Uzmanlar, şube müdürlüğü sisteminin cazip hale getirilmesi için maaş, ek ödeme ve görev tanımı konularında yeni bir denge kurulması gerektiği görüşünde birleşiyor.

Eğitim yönetiminde süreklilik ve motivasyonun sağlanması için, yalnızca görev değil, adil bir ücret politikası da şart görülüyor.

"Eğitimde Maaş Adaleti: Meclis'te Yanıt Bekleyen Sorular"

Eğitim camiasındaki maaş adaletsizliği tartışmaları ışığında, aşağıdaki soruların Milli Eğitim Bakanlığı tarafından yanıtlanması talep edilmektedir:

  1. Şube müdürlerinin maaşlarının, öğretmen maaşlarının altında kalmasının gerekçesi nedir?
  2. MEB, görevde yükselme sonrası yaşanan gelir kaybının giderilmesi amacıyla maaş düzenlemesi planlamakta mıdır?
  3. Eğitim yöneticilerinin motivasyonunu artırmak adına sosyal haklarda (lojman, ek ödeme, izin düzenlemesi vb.) iyileştirme yapılacak mıdır?
  4. Öğretmenlik Meslek Kanunu kapsamında, yöneticilik kademelerinde ücret adaletinin sağlanmasına yönelik bir çalışma yürütülmekte midir?
  5. Şube müdürlüğü kadrolarının verimliliğini artırmak amacıyla performans temelli yeni bir kariyer sistemi planlanmakta mıdır?



    Editör Yorumu | "Unvan mı, Adalet mi?"

Milli Eğitim'de şube müdürlüğü uzun yıllardır öğretmenler için bir kariyer hedefi olarak görülüyordu. Ancak tablo artık eskisi kadar net değil. Bugün öğretmenler, sınıfta emek vererek kazandıkları ek ders ücretleriyle bir şube müdüründen daha yüksek gelir elde edebiliyor. Bu durum sadece maaş farkı değil, sistemdeki adalet duygusunun da sorgulanmasına yol açıyor.

Kariyer basamaklarında ilerlemenin ödül değil, bazen yük haline geldiği bir yapıyla karşı karşıyayız. Üstelik bu tablo, genç öğretmenlerin motivasyonunu zedeliyor, liyakat sistemine olan güveni de zayıflatıyor. Eğitim gibi toplumsal önemi yüksek bir alanda, yöneticiliğin cezbedici değil caydırıcı hale gelmesi, üzerinde ciddi biçimde düşünülmesi gereken bir durum.

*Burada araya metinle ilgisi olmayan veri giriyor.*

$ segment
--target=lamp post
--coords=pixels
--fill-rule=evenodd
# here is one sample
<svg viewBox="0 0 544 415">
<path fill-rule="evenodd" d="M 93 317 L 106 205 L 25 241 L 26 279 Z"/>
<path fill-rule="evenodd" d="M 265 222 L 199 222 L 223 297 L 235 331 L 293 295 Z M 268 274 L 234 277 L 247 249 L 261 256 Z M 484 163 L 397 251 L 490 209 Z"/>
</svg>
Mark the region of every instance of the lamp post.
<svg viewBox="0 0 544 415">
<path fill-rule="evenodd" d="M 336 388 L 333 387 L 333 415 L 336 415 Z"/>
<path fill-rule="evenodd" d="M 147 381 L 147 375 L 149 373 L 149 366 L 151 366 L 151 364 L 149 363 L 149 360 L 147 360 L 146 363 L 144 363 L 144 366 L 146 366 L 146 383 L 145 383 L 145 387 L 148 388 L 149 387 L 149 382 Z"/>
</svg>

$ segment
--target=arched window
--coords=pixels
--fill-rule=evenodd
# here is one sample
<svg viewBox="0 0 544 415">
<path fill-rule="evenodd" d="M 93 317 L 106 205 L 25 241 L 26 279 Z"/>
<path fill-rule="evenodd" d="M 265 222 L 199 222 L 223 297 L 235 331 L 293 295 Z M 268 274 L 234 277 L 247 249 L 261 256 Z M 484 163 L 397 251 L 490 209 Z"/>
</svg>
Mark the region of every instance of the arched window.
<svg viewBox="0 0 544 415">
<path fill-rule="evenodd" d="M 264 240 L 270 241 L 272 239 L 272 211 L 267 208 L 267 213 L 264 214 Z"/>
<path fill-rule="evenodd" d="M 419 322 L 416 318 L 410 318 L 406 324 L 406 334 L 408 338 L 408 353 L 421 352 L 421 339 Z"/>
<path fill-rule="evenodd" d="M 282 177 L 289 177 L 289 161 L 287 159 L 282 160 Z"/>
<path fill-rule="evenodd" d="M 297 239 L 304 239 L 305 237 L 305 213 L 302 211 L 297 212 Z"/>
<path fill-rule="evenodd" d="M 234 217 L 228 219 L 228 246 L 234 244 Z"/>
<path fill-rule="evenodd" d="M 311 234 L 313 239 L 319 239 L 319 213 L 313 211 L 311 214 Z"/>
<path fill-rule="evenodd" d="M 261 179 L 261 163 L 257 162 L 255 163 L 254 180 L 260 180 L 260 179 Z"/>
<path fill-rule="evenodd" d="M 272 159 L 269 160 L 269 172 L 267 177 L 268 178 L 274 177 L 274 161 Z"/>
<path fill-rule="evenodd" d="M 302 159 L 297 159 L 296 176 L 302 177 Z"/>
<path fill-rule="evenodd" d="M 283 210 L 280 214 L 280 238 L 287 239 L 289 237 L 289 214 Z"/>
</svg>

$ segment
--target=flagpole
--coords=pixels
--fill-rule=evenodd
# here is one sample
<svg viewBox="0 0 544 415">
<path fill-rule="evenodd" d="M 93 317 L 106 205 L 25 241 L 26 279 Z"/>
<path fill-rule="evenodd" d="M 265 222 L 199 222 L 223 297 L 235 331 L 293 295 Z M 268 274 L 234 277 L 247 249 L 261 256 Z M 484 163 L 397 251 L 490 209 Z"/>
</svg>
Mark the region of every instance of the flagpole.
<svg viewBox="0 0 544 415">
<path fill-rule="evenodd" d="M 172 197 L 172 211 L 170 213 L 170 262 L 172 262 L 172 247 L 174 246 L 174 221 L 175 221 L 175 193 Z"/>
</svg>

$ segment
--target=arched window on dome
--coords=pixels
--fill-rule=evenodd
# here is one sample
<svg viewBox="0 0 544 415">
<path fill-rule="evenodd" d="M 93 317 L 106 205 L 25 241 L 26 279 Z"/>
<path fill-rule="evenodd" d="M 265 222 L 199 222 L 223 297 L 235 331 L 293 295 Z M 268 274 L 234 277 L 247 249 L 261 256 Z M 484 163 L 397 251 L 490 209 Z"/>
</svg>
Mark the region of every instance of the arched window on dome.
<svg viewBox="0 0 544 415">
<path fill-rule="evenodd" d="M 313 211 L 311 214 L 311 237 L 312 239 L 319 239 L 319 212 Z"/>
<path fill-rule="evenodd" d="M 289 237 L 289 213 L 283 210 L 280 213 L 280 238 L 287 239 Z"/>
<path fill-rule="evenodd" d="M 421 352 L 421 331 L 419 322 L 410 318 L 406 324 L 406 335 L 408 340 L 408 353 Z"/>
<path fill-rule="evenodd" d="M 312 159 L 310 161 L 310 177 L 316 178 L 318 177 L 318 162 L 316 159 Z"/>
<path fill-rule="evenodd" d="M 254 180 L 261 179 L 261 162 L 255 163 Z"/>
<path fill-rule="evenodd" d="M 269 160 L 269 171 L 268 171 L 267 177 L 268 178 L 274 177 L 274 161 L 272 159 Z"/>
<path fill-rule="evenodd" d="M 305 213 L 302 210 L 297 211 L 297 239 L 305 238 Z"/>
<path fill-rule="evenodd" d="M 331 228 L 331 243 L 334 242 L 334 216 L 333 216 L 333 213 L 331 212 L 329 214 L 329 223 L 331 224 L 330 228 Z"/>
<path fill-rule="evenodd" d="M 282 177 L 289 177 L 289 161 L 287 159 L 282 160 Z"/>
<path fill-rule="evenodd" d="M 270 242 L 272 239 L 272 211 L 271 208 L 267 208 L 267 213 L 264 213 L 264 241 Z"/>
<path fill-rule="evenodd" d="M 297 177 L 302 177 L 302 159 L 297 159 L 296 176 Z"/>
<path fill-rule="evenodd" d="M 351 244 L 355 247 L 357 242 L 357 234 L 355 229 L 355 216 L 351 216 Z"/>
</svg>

Eğitimde kalite yalnızca müfredatla değil, yöneticilerin motivasyonu ve adaletli bir ücret politikasıyla sağlanabilir. Artık yeni bir soruyla yüzleşme zamanı geldi:
"Eğitimde kariyer basamakları, gerçekten yükseltiyor mu, yoksa sadece unvan mı veriyor?"